Gag Order Imposed
Your tax dollars at work. The Environmental Protection Agency is protecting itself from everyone, including it’s own Inspector General’s Office. (IG)
In a report released by the Public Employees for Environmental Responsibility website workers in the EPA’s Office of Enforcement and Compliance Assurance were forbidden to speak with anyone in an effort to “ensure timely responses and assist in tracking and record keeping obligations”. The order came in a June 16th email, stating that if an employee is approached by a reporter, the IG’s office or GAO requesting any kind of information, to say nothing other than refer that party to the proper authority.

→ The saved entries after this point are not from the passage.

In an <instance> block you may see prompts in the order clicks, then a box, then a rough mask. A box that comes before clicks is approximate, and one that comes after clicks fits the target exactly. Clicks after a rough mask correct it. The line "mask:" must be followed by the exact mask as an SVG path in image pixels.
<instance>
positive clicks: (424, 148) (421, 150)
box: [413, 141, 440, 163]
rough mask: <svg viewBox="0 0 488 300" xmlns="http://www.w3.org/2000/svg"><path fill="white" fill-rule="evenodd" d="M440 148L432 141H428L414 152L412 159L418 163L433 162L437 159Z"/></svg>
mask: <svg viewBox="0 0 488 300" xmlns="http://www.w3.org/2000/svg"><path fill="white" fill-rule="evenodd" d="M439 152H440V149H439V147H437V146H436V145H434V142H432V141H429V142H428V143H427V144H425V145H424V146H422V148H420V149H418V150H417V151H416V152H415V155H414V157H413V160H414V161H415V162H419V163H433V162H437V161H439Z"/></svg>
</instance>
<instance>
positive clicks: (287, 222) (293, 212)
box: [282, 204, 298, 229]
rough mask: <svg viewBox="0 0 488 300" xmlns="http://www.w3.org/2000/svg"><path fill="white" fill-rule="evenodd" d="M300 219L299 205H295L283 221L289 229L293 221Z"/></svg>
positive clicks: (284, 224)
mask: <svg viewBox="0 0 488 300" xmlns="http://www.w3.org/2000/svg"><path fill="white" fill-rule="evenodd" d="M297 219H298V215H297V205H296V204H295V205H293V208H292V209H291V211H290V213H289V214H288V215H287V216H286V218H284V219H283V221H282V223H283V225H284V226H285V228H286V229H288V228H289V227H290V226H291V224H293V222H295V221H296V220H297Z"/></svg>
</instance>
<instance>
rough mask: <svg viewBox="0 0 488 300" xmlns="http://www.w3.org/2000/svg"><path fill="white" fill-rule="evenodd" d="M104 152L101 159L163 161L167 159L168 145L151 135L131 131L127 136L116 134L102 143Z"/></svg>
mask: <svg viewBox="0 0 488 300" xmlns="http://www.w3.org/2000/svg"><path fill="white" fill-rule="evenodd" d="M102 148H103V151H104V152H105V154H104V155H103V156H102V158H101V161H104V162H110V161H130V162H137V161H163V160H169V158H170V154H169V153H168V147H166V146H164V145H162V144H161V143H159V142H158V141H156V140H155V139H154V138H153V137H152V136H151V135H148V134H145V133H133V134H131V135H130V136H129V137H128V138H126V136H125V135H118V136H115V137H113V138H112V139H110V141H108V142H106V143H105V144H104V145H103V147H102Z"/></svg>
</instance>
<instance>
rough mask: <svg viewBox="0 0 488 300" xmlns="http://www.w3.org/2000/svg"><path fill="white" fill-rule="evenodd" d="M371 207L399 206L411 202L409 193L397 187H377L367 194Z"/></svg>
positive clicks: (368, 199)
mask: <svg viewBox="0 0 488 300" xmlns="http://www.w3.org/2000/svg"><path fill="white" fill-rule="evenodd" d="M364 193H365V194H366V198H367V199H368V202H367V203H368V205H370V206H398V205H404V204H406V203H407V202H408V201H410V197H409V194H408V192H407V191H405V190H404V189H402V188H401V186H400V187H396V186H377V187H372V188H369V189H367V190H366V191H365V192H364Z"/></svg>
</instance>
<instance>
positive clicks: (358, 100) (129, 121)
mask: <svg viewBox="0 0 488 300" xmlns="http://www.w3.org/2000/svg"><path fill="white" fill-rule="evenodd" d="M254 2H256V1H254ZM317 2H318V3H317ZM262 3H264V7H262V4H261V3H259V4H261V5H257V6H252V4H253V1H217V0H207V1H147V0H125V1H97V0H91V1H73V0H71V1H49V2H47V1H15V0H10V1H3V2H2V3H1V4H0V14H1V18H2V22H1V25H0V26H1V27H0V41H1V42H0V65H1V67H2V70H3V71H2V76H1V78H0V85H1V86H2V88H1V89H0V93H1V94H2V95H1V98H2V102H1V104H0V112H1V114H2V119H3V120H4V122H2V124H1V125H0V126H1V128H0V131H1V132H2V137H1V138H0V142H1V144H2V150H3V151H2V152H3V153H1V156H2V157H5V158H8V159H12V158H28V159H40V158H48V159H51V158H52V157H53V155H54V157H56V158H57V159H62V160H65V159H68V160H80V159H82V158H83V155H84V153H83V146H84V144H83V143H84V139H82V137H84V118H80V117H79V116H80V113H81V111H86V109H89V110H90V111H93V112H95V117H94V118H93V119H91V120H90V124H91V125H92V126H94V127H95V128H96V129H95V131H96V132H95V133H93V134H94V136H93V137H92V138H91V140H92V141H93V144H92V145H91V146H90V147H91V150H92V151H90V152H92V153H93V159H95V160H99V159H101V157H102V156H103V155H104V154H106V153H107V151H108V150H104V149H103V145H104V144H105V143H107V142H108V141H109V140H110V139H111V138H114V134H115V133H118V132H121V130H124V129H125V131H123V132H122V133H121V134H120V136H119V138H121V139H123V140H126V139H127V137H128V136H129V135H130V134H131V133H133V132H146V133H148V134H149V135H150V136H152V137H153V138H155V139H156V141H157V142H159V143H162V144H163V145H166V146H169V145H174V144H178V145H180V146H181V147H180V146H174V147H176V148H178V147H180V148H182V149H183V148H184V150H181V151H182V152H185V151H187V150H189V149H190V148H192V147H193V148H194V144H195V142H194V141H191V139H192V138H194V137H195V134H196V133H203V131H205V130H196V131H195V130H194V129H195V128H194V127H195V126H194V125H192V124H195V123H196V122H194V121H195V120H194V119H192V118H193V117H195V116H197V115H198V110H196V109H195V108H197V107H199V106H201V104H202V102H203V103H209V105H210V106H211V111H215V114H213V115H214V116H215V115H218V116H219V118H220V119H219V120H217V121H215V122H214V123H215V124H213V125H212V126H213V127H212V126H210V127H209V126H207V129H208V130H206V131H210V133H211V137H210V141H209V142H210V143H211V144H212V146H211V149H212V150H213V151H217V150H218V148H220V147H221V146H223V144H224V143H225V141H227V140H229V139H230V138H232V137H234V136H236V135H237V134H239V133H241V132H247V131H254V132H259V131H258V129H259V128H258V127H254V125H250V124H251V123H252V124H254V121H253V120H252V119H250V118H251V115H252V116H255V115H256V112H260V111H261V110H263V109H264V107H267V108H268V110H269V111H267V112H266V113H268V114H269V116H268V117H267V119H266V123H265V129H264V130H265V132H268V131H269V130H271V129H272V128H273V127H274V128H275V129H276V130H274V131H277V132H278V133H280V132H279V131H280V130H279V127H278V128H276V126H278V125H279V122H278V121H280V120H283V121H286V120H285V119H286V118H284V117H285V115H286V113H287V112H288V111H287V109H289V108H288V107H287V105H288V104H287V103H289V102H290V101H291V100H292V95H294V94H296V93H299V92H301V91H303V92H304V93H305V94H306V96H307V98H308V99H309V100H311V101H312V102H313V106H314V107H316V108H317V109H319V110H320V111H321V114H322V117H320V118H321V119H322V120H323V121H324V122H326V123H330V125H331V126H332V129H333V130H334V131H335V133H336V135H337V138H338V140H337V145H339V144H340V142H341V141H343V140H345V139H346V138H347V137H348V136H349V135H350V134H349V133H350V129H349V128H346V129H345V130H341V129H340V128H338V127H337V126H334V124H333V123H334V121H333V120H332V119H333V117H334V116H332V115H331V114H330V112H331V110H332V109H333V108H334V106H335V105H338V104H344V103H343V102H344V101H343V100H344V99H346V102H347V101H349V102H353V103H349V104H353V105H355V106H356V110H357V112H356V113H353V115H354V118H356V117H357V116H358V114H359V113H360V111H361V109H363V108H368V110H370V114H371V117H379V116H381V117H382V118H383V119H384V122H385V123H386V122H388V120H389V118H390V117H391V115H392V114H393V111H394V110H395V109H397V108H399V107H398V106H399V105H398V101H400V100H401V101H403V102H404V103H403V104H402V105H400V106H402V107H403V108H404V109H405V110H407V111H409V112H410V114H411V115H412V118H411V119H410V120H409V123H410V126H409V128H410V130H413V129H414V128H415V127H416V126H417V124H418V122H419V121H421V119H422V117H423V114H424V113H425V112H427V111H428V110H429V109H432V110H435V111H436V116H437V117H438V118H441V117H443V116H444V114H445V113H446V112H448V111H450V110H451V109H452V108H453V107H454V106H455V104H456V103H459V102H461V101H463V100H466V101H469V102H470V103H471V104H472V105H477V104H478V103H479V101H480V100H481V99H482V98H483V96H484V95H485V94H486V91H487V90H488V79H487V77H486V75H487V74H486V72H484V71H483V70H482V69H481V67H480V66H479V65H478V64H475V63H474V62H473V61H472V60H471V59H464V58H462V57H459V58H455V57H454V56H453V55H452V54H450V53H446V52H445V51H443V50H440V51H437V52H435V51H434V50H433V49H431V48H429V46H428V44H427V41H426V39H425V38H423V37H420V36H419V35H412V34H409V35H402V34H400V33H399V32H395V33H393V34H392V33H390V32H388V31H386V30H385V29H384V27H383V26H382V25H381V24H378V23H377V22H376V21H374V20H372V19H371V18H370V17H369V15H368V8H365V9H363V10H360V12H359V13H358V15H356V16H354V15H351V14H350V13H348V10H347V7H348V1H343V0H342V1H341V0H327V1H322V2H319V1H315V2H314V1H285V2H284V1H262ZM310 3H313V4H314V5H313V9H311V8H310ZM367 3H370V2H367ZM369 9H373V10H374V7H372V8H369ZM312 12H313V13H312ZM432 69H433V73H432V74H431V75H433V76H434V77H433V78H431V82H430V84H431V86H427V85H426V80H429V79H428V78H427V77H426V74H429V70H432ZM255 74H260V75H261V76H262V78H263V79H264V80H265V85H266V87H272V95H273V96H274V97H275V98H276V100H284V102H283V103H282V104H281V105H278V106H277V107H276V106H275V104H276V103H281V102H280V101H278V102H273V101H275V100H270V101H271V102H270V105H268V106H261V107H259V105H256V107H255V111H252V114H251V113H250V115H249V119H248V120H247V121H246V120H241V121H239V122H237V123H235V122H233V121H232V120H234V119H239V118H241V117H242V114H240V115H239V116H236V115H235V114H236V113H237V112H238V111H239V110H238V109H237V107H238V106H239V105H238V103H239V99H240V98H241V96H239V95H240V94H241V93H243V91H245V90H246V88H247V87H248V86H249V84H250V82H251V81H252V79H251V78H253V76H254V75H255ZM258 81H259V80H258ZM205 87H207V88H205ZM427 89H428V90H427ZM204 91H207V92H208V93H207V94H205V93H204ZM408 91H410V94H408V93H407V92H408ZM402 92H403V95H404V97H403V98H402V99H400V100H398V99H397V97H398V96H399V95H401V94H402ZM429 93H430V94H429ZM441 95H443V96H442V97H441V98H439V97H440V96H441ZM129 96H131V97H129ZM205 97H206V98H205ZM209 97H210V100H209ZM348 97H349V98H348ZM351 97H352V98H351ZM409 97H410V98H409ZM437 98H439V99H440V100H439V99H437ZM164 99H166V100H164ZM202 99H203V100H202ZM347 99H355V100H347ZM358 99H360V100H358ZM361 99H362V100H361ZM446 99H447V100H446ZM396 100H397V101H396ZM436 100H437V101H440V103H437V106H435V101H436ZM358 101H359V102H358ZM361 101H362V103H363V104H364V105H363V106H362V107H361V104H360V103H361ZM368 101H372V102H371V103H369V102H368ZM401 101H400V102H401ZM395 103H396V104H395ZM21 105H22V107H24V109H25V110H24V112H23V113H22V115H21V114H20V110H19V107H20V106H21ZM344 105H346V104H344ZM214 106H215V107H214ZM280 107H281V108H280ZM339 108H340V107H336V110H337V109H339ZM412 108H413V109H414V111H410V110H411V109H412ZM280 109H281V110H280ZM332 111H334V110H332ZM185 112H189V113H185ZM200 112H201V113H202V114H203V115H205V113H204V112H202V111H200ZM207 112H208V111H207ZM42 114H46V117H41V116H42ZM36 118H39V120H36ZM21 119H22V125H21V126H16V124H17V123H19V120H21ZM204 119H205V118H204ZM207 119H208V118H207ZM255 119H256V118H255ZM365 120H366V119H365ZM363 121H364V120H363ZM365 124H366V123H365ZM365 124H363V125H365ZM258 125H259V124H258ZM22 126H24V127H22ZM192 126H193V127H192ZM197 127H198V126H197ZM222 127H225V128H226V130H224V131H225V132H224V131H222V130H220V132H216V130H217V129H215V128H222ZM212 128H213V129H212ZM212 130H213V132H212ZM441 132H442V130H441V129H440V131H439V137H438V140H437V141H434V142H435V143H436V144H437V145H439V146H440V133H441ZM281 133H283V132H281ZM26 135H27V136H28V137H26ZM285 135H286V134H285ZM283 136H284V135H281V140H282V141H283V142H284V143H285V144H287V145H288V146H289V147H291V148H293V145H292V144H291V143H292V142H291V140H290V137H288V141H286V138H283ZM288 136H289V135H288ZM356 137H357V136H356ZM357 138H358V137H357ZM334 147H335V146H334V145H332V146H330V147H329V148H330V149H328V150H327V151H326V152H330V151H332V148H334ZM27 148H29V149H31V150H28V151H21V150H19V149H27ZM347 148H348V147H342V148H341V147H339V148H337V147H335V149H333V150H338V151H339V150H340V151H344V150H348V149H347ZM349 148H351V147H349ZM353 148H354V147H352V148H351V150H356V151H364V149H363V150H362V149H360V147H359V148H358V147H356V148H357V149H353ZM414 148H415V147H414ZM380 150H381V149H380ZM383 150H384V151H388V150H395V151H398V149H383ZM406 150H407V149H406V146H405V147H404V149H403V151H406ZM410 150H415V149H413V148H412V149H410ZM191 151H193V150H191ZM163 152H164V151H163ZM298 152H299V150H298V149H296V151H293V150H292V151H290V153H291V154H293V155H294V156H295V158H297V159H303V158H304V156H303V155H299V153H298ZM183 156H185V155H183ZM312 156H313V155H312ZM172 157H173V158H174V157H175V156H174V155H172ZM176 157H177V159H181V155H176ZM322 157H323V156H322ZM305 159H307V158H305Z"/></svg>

The EPA public affairs office released it’s explanation of the gag order, saying it was implemented to respond to the IG’s report, and ensure “consistency and coordination among those responding to the IG and GAO reports”.
The EPA has been under a lot of heat recently, in one case the IG’s report, “EPA Can Improve its Oversight of Audit Followup” which was issued in May of 2007. The report chided the EPA for it’s lack of accountability for correcting admitted deficiencies reported in previous IG audits. Congress has attempted to subpoena agency files and agency director Stephen L Johnson has reportedly refused to appear before a Senate committee.
So, What Is It, A Gag Order or SOP?
At no time during my years of employment, was I allowed to talk with any reporter or investigating group about certain details of my work, our office, it’s internal operations or management policies. That was standard operating procedure (SOP), and it was strictly obeyed. We were made to believe that only management personnel, or management itself, could properly respond to probing questions. It was “their way or the highway.”
So far so good, but, we all know that in any company, no matter how large, there is at least one person who could run it better, has information that would “blow this place apart”, “put it back in shape”, well, fill in the blanks yourself.
That’s where “leaks” come from, and they have resulted in some pretty awesome disclosures that led to prosecutions, firings, company closings, again, fill in the blanks yourself. It appears the only way to get accountability from any public agency is to force it by any means possible.
My question is, should any government agency operate “in a fishbowl” as former EPA Administrator William Ruckelshaus proclaimed 25 years ago, or do they have the legal right to muzzle their employees? What do you think?